What healthcare providers need to know about millennial patients
The demographic born between the years 1986 to 1996 is termed Gen Y or as they are more popularly known – millennials. The oldest millennials are now entering their 40s and many of them are in their 30s. A significant portion of the people seeking healthcare will now belong to this population group. They are decision-makers not only for their own healthcare but also for their children and parents. A lot has been spoken about shifts in behaviours and habits led by the millennials. That’s because this is the first generation to have grown up with the internet and parallel to its fast-paced evolution, earning the term digital natives. As patients, millennials have different expectations from healthcare than the previous generations. Here’s what healthcare providers need to know about millennials and the kind of care they expect:
Online presence validates real-life existence
As digital natives, millennials are most likely to turn to the internet first when they have questions and are used to finding their answers independently and immediately. So when they’re looking for a healthcare provider, their search will begin online. Make sure your practice has an online presence complete with a mobile-friendly website and up-to-date social media pages. Your online presence must give them an idea of the patient experience they can expect. Include helpful and clear information about your practice, experts, specialists, services you offer and conditions you treat.
Apps can resolve most of their needs
Unlike earlier generations, millennials rely heavily on digital services and apps for almost all their needs including healthcare. As early adopters of new technology, they are more open to embracing non-traditional models of care. In fact, they expect it from their healthcare providers and will opt for a practice that offers digital services over one that doesn’t. The best way to make an impression with this cohort of patients is by making these options available. This generation will respond positively to care delivered virtually and is more likely to prefer telemedicine over clinic visits.

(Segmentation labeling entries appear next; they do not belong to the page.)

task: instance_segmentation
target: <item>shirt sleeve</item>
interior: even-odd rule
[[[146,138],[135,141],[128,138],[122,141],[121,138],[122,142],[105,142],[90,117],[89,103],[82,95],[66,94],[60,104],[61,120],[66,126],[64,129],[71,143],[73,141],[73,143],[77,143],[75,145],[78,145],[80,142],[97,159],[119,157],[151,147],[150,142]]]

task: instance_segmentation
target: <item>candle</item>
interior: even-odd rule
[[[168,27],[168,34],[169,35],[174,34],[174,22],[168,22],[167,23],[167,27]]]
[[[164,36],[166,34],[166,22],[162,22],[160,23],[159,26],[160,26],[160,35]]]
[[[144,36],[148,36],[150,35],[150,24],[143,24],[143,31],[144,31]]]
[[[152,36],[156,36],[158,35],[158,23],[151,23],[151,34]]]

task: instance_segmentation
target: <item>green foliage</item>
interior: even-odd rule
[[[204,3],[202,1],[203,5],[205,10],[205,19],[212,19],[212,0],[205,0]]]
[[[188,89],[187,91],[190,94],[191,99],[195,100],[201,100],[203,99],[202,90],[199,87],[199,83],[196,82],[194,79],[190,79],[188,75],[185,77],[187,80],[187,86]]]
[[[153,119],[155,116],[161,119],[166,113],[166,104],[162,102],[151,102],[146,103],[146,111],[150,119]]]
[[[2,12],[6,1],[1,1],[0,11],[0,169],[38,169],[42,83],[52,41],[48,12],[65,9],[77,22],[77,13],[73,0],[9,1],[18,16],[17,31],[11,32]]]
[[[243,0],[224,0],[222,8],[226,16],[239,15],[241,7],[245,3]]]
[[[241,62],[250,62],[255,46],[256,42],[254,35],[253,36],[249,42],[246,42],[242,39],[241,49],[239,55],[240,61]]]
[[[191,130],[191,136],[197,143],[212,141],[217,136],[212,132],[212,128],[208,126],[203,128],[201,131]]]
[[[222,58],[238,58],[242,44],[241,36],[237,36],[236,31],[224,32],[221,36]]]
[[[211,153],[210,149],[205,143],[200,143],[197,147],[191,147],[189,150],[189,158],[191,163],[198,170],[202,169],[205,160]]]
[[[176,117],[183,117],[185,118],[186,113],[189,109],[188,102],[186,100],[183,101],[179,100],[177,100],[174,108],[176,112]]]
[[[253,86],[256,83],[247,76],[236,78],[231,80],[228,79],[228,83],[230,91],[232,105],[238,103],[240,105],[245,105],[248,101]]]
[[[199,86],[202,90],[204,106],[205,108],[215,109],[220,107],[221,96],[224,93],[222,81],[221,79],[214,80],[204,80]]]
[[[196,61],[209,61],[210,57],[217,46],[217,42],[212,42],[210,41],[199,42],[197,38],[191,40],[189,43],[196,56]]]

Relationship with primary care provider
Research indicates that millennials and their succeeding generation, Gen Z, don’t have a go-to primary care provider like older generations. They also don’t have an ongoing relationship with their primary care provider and will switch based on factors like care experience, convenience and cost. While older generations may have preferred receiving care from a provider they’re comfortable and familiar with, millennials don’t mind retail and walk-in clinics. Studies suggest that these younger generations are driving the behavioural shift towards on-demand healthcare.
Peer reviews and opinionated patients
The earlier generations turned to family and friends for trusted recommendations of healthcare providers. In addition to these sources, millennials also turn to online reviews when they are searching for a healthcare provider. They vet medical practices based on reviews and experiences posted by peers and other patients on review websites and social media. Known as the generation with strong opinions, millennials will also share a review of their experience online.
Engaged throughout their healthcare journey
As the generation that uses wearable devices and apps, millennials are more engaged in their healthcare journey. Providers will find that their millennial patients want to be a part of the decision-making. You can expect them to be informed of their condition before they visit you. Patients who do internet research are a common pet peeve for physicians but with millennials, it’s helpful that you don’t dismiss their findings. They like to gather their information independently and from multiple sources. For a better patient relationship, providers can evaluate what their millennial patients already know and guide them by clearing errors and gaps. It will also help if providers direct their patients to additional sources of information on their condition and treatment.
Convenience is a priority
They expect short wait times, same-day or last-minute appointments and quicker visits. With non-traditional and flexible work schedules, millennials prefer appointments during evening hours and weekends. They are also more likely to opt for providers that allow online appointment scheduling, management, payments and claims. Easy online access to their medical records, reports and lab results goes a long way in determining the millennial patient’s satisfaction with their healthcare provider. It’s also important to note how millennials communicate. They do not want to be contacted by phone for non-urgent correspondence. These patients would prefer text-based reminders and complex information sent over email.
The cost of healthcare is important to millennials and they’re more conscious of healthcare expenditure. With many engaged in unconventional or part-time professions, they are more likely to be uninsured. Research indicates that millennials would skip healthcare if it’s too expensive. You can expect these patients to make enquiries about costs before the consultation and they will compare costs of different providers before making a decision. These patients appreciate providers that offer price transparency and discuss healthcare costs upfront. To build a long-lasting relationship with millennial patients, make provisions for your practice to offer cost estimates for the recommended care.